The header of one e-mail, however, brought a chill to Laserka’s spine.

“Catherine was murdered,” it read in bold, blocky font.

Laserka waited what seemed an eternity as her slow T1 connection, burdened by the equivalent of Third World technical issues, struggled to load the message. There was a link to a London newspaper Web site that carried the report of a brutal, coma-inducing beating of Catherine Rozuika Alexandronin. There was also an appended note that she had been taken off her life support when her husband, Vitaly, was informed that she had been rendered brain dead.

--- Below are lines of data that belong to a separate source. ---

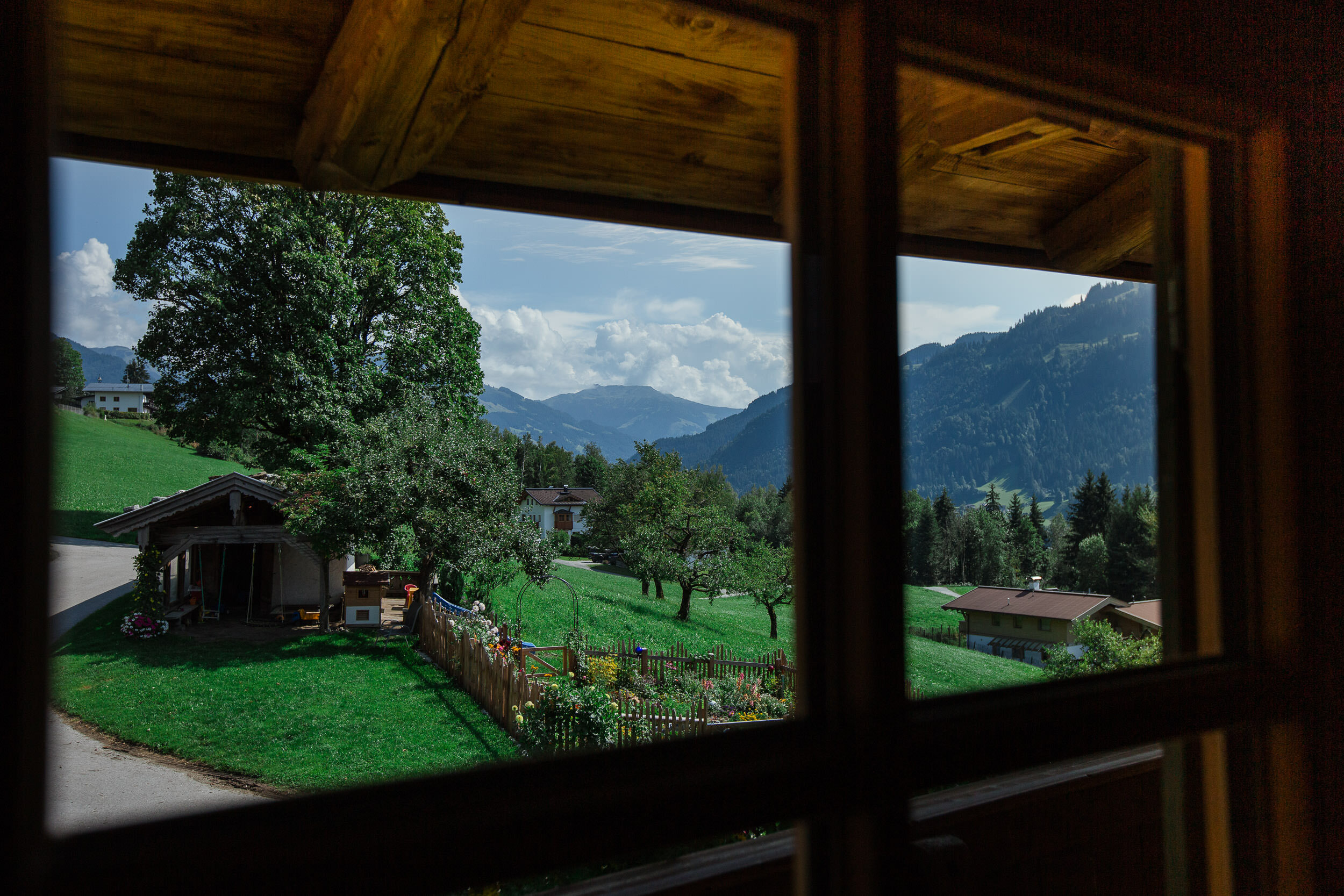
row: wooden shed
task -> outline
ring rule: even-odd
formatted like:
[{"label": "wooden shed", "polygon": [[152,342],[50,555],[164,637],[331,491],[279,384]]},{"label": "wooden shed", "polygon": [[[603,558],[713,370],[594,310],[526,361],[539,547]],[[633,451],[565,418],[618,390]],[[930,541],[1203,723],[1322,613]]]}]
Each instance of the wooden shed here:
[{"label": "wooden shed", "polygon": [[383,598],[391,587],[392,574],[383,571],[362,572],[347,570],[343,617],[348,627],[372,627],[383,625]]},{"label": "wooden shed", "polygon": [[[266,618],[312,610],[321,603],[321,559],[285,529],[276,509],[285,492],[262,477],[215,476],[194,489],[128,506],[97,525],[114,536],[134,532],[141,548],[163,551],[173,618]],[[340,574],[352,557],[328,566],[328,598],[336,599]],[[188,610],[192,598],[199,610]]]}]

The return e-mail was to a free online service, one she didn’t recognize. However, the title Outcast 1995, contained the year her mentor and training officer, Vitaly Alexandronin, left Russian Intelligence amid a government scandal. Laserka had no doubt who the sender was.

Almost a decade and a half before, Laserka had been a fresh young rookie to Russian Intelligence, and Alexandronin had given her a wealth of lessons and experience that carried her across the intervening years. Laserka fired off a response e-mail, but the server spit back a “message not deliverable” response.

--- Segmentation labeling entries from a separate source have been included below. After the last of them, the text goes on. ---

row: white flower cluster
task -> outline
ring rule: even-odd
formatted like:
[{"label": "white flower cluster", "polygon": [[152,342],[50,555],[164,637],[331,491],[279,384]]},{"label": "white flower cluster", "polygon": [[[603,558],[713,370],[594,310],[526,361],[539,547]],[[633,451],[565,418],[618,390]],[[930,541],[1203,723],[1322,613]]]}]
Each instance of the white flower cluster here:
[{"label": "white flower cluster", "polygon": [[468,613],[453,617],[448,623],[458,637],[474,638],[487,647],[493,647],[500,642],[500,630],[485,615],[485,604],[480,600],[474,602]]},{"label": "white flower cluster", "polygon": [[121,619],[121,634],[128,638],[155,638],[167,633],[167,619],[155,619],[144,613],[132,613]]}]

The mail had been sent four days earlier, Laserka noted. She had been stuck on an investigation and away from her work terminal. She’d only just returned to Moscow the previous night after a week in the field, running a surveillance operation. She’d had no urge to go to the office. She had been tired, sweaty and hungry, and only wanted to scrub her auburn hair clean of the stink of perspiration, stale coffee and an ever-hanging cloud of cigarette smoke trapped in her locks. Laserka was as fit and trim as when she was just a raw recruit, but closing in on the latter half of her thirties meant that she didn’t have the same reserves of energy to make a quick trip down to the office after the end of a stakeout detail.

Running her knuckle across her full, wide lips, Laserka tried to interpret the disappearance of Alexandronin’s e-mail account. It was probably a security ploy on her old mentor’s part, using a one-time temporary address, then closing it down. Alexandronin was still a reviled name in the halls of the RIA because of his interference with an effort to put things back to what many KGB veterans felt was a finer time and way of doing business. Laserka had escaped the prejudice of the old hard-liners by being young, pretty and a hard worker. A short hospital stay during the time Alexandronin was offending the old guard also conveyed a cloak of anonymity to the lady agent.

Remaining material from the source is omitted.